Le chef de l’ONU a souligné que les pays les plus riches doivent ouvrir la voie à une « révolution des énergies renouvelables » juste et équitable, et qu’ils doivent tenir leur promesse de fournir 100 milliards de dollars de financement climatique pour l’adaptation dès cette année.
« Et il est temps d’avoir une discussion franche et un espace de décision concernant les pertes et les dommages que vos pays subissent déjà », a-t-il souligné.UN News/Evan SchneiderLe Secrétaire général de l’ONU António Guterres à la cérémonie d’ouverture de la 43e réunion de la Conférence des chefs de gouvernement de la Communauté des Caraïbes (CARICOM), qui se déroule du 3 au 5 juillet à Paramaribo, au Suriname.
2. Réformer le système financier mondial « moralement en faillite » et stimuler une reprise durable
Le secrétaire général a souligné que les économies en développement ont besoin d’un accès au financement à un coût nul ou faible, ainsi que d’un allègement et d’une restructuration de la dette.
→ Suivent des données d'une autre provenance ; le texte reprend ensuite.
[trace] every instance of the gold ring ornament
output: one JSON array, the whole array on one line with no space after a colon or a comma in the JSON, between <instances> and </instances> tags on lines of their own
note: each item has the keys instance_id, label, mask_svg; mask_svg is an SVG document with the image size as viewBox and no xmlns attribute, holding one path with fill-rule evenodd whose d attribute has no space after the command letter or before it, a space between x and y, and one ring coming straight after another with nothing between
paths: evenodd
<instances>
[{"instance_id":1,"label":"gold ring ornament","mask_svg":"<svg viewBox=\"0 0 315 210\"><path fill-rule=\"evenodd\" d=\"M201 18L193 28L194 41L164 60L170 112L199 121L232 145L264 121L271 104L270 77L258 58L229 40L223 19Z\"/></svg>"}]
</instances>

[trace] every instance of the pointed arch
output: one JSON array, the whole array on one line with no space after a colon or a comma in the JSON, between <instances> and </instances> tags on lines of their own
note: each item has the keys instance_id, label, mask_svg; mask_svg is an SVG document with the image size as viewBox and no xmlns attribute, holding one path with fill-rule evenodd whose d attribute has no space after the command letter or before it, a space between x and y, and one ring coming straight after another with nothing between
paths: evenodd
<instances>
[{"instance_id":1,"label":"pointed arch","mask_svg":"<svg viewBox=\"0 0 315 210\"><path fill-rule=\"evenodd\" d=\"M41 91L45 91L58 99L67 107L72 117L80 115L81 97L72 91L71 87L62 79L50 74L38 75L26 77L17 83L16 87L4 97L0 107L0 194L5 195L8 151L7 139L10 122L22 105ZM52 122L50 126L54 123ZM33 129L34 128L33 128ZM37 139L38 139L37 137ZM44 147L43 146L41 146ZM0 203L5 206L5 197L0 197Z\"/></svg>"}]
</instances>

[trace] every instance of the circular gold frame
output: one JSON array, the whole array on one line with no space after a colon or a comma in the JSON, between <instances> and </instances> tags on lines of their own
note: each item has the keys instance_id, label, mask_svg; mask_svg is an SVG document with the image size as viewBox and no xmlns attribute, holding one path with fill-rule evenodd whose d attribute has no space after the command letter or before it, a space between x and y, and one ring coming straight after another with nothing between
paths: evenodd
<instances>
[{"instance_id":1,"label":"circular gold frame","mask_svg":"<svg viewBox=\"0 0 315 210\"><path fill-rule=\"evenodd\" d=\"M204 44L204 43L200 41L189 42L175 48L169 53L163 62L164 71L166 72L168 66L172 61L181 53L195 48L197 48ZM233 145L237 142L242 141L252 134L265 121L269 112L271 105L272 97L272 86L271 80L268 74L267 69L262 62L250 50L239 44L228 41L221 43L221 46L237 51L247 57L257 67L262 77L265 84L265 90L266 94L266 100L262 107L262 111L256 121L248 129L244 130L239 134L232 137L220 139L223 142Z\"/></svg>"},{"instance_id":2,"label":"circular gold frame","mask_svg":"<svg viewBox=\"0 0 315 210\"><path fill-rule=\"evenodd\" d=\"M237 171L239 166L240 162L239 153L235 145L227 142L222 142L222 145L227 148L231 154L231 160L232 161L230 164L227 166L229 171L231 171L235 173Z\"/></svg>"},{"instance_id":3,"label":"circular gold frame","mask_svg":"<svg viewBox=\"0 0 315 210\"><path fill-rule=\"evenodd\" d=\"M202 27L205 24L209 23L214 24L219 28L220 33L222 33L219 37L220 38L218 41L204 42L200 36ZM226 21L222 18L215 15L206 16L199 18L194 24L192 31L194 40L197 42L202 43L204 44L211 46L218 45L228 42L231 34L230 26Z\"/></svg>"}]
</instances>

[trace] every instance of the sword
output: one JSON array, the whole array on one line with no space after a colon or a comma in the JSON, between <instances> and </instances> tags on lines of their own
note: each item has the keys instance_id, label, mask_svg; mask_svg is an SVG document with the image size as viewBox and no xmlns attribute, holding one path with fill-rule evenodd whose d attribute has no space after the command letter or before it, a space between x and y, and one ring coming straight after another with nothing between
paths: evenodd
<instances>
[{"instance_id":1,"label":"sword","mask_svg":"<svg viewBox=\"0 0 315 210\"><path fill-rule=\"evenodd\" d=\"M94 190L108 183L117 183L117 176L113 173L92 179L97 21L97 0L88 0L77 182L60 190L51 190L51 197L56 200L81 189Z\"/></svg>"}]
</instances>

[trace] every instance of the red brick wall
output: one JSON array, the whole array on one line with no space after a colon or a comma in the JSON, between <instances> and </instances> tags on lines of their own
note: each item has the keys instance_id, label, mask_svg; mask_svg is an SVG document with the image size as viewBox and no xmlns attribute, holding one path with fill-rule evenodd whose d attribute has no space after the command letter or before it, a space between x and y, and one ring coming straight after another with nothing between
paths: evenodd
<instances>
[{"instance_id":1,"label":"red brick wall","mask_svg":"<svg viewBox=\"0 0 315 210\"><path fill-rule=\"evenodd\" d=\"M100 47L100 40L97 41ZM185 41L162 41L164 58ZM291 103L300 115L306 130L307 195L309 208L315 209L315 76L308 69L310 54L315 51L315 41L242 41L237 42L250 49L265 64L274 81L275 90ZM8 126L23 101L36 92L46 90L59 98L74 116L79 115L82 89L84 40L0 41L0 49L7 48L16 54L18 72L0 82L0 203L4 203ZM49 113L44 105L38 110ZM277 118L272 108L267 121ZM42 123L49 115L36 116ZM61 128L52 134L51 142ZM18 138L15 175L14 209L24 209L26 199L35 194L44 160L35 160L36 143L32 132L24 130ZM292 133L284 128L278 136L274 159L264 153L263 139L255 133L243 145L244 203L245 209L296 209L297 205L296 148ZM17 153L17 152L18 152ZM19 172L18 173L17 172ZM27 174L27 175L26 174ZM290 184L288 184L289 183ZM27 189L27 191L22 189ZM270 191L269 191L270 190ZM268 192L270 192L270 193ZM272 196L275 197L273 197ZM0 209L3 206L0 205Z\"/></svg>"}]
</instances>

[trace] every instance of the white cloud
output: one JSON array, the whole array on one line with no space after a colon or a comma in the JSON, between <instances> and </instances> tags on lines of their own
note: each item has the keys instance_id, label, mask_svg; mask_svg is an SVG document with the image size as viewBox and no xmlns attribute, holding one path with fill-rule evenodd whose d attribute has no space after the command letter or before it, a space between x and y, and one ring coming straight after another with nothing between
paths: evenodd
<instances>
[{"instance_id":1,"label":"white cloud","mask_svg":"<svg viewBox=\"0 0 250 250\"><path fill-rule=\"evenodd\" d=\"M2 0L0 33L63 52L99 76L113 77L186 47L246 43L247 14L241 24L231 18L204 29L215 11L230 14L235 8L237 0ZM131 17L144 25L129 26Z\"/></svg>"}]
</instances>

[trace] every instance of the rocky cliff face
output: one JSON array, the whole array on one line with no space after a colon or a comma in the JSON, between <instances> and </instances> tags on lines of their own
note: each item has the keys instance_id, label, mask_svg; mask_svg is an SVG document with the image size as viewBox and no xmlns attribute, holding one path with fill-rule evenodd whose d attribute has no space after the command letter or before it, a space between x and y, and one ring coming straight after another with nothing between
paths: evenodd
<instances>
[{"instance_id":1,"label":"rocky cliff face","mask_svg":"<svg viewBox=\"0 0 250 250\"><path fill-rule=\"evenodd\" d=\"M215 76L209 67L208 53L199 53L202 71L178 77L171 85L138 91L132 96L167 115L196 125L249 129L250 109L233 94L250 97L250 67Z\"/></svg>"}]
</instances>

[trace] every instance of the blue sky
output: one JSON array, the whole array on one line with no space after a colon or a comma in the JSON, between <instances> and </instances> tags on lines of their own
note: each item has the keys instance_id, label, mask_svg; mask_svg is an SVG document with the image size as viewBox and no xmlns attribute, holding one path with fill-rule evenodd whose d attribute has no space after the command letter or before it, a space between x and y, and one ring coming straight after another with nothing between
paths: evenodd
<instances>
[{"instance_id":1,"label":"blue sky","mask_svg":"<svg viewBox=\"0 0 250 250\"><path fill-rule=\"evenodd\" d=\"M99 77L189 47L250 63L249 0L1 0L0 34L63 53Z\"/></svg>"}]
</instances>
« En ce qui concerne la dette, nous avons besoin d’un allègement immédiat pour les pays en développement dont la dette est sur le point d’arriver à échéance », a-t-il déclaré.
Le chef de l’ONU a ajouté qu’il soutenait pleinement la création d’un fonds de résilience des Caraïbes et la réforme du système financier international pour aider la région à mieux réagir et à prévenir une vulnérabilité massive aux chocs extérieurs.
« Il est clair que nos anciens paramètres nous ont fait défaut. Il est temps de les changer », a déclaré M. Guterres, proposant de dépasser la préoccupation du système financier pour le revenu par habitant et d’établir un « indice de vulnérabilité multidimensionnel » pour déterminer l’accès au soutien financier.
« Pour vos pays, cela signifie qu’il faut veiller à ce que les facteurs complexes et interdépendants de la dette et de l’impact du changement climatique soient pris en compte dans toute analyse d’éligibilité à l’allègement de la dette et au financement », a-t-il déclaré aux chefs d’État et de gouvernement des Caraïbes.
3. Poursuivre la lutte contre la pandémie de COVID-19
Le Secrétaire général a appelé les gouvernements, les organisations et les entreprises pharmaceutiques à mieux travailler ensemble pour produire localement des tests, des vaccins et des traitements.
« Nous ne sommes pas encore sortis des ronces… Et nous devons continuer à travailler en étroite collaboration pour arrêter la propagation du virus dans les Caraïbes grâce à des mesures de santé publique éprouvées et nous préparer à de futures pandémies par des investissements audacieux dans la préparation et la formation », a-t-il déclaré, en soulignant que les pays ne doivent plus jamais être aussi peu préparés.
Enfin, M. Guterres a réaffirmé le soutien des Nations Unies aux Caraïbes pour travailler à des solutions.